Aucune étude non clinique n'a été réalisée pour évaluer le potentiel carcinogène ou mutagène de l'ixékizumab.

Aucun effet sur les organes reproducteurs, les cycles menstruels ou le sperme n'a été observé chez des singes cynomolgus sexuellement matures ayant reçu de l'ixékizumab pendant 13 semaines à une dose hebdomadaire sous-cutanée de 50 mg/kg.

Les études de toxicité du développement ont montré que l'ixékizumab traversait le placenta et était présent dans le sang de la descendance jusqu'à l'âge de 6 mois. Une incidence plus élevée de la mortalité postnatale a été observée sur la progéniture des singes traités par ixékizumab, comparés aux témoins. Ceci était principalement dû à un accouchement prématuré ou à une négligence des mères envers leur portée, observations habituelles dans les études précliniques sur les primates, et considérées comme cliniquement non pertinentes.

Modalités de conservation


DPMODALITÉS DE CONSERVATION 
Durée de conservation :
2 ans.

Conserver au réfrigérateur (entre 2 °C et 8 °C ).

Ne pas congeler.

Conserver dans son emballage d'origine, à l'abri de la lumière.

Taltz peut être conservé en dehors du réfrigérateur jusqu'à 5 jours à une température ne dépassant pas 30 °C.

Modalités manipulation / élimination


DPMODALITÉS MANIPULATION/ÉLIMINATION 
Manuel d'utilisation :
Suivre scrupuleusement le manuel d'utilisation de la seringue ou du stylo, inclus avec la notice.
La seringue préremplie et le stylo prérempli sont à usage unique exclusivement.
Taltz ne doit pas être utilisé si la solution contient des particules ou si elle est trouble et/ou de couleur marron.
Taltz ne doit pas être utilisé s'il a été congelé.
Tout médicament non utilisé ou déchet doit être éliminé conformément à la réglementation en vigueur.

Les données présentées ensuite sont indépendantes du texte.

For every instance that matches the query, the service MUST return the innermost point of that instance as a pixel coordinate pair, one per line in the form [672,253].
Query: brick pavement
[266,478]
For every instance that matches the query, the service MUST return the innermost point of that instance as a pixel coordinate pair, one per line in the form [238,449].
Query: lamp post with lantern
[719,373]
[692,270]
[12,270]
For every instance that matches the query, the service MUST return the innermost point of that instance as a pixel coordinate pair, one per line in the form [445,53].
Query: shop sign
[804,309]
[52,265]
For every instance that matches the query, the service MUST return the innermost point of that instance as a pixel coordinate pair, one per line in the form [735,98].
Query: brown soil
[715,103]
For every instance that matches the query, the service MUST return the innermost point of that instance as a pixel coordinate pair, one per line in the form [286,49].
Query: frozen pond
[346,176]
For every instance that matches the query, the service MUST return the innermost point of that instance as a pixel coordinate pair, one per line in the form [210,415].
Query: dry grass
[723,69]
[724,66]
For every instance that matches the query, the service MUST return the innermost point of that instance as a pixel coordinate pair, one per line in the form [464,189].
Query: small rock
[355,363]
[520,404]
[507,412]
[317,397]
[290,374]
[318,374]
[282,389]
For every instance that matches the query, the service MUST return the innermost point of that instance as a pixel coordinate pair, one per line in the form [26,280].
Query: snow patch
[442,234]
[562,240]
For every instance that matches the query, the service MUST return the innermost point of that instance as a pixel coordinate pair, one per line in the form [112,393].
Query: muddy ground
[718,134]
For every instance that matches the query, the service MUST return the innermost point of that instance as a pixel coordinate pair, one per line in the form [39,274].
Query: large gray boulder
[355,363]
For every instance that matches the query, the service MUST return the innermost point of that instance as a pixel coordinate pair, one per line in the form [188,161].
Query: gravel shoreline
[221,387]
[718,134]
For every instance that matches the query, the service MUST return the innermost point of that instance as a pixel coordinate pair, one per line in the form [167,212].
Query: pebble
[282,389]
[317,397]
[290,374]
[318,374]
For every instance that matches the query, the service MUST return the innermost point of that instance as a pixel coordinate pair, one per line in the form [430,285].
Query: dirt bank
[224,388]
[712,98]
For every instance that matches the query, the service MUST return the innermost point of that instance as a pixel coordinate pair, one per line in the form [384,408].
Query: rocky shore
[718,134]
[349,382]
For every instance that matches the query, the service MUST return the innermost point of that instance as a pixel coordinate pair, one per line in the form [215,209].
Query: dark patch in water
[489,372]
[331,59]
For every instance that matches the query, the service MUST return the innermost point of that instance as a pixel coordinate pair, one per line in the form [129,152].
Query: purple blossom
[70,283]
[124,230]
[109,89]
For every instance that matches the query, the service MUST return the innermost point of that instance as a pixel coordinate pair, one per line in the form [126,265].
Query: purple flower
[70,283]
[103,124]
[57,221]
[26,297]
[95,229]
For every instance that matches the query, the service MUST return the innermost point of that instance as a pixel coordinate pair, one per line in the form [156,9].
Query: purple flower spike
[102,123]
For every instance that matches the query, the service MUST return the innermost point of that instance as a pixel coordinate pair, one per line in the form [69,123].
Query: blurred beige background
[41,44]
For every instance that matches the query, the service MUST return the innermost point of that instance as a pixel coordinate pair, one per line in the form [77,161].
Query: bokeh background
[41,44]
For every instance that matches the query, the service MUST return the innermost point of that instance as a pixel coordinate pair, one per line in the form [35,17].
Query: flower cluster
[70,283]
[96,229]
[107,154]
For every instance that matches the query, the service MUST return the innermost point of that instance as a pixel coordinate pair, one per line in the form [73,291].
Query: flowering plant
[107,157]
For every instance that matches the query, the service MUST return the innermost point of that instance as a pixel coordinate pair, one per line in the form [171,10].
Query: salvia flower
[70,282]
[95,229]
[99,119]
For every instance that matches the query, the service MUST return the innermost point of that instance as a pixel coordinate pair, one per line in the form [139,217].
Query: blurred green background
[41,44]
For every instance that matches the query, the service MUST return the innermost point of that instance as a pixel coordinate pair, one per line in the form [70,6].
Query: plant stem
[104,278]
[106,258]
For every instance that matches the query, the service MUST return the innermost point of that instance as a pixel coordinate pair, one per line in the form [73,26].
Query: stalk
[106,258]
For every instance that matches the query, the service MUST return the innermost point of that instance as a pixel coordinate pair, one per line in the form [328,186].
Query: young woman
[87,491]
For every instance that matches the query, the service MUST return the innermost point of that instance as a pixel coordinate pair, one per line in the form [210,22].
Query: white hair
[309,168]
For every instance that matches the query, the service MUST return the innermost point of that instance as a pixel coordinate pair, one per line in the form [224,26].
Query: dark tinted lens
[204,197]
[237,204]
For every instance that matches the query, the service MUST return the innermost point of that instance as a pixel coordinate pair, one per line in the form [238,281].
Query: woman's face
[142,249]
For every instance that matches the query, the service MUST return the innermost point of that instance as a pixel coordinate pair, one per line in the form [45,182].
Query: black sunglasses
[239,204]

Prescription / délivrance / prise en charge


PRESCRIPTION/DÉLIVRANCE/PRISE EN CHARGE 
LISTE I
Médicament soumis à prescription initiale hospitalière annuelle. Prescription initiale et renouvellement réservés aux spécialistes en dermatologie, en médecine interne ou en rhumatologie.
AMMEU/1/15/1085/004 ; CIP 3400930060797 (2016, RCP rév 18.07.2019) 1 seringue préremplie.
EU/1/15/1085/001 ; CIP 3400930060759 (2016, RCP rév 18.07.2019) 1 stylo prérempli.
  
Prix :918,31 euros (1 seringue préremplie).
918,31 euros (1 stylo prérempli).

Médicament d'exception : prescription en conformité avec la fiche d'information thérapeutique.

Remb Séc soc à 65 % et Collect dans les indications suivantes :

  • Traitement du psoriasis en plaques de l'adulte, chez les patients ayant un psoriasis en plaques chronique sévère, défini par :
    • un échec (réponse insuffisante, contre-indication ou intolérance) à au moins deux traitements parmi les traitements systémiques non biologiques et la photothérapie ;
    • et une forme étendue et/ou un retentissement psychosocial important.
  • Traitement du rhumatisme psoriasique actif, seul ou en association avec le méthotrexate, chez les patients adultes qui ont présenté une réponse inadéquate, ou une intolérance, à un ou plusieurs traitements de fond (DMARDs).

Titulaire de l'AMM : Eli Lilly Nederland B.V., Papendorpseweg 83, 3528 BJ Utrecht, Pays-Bas.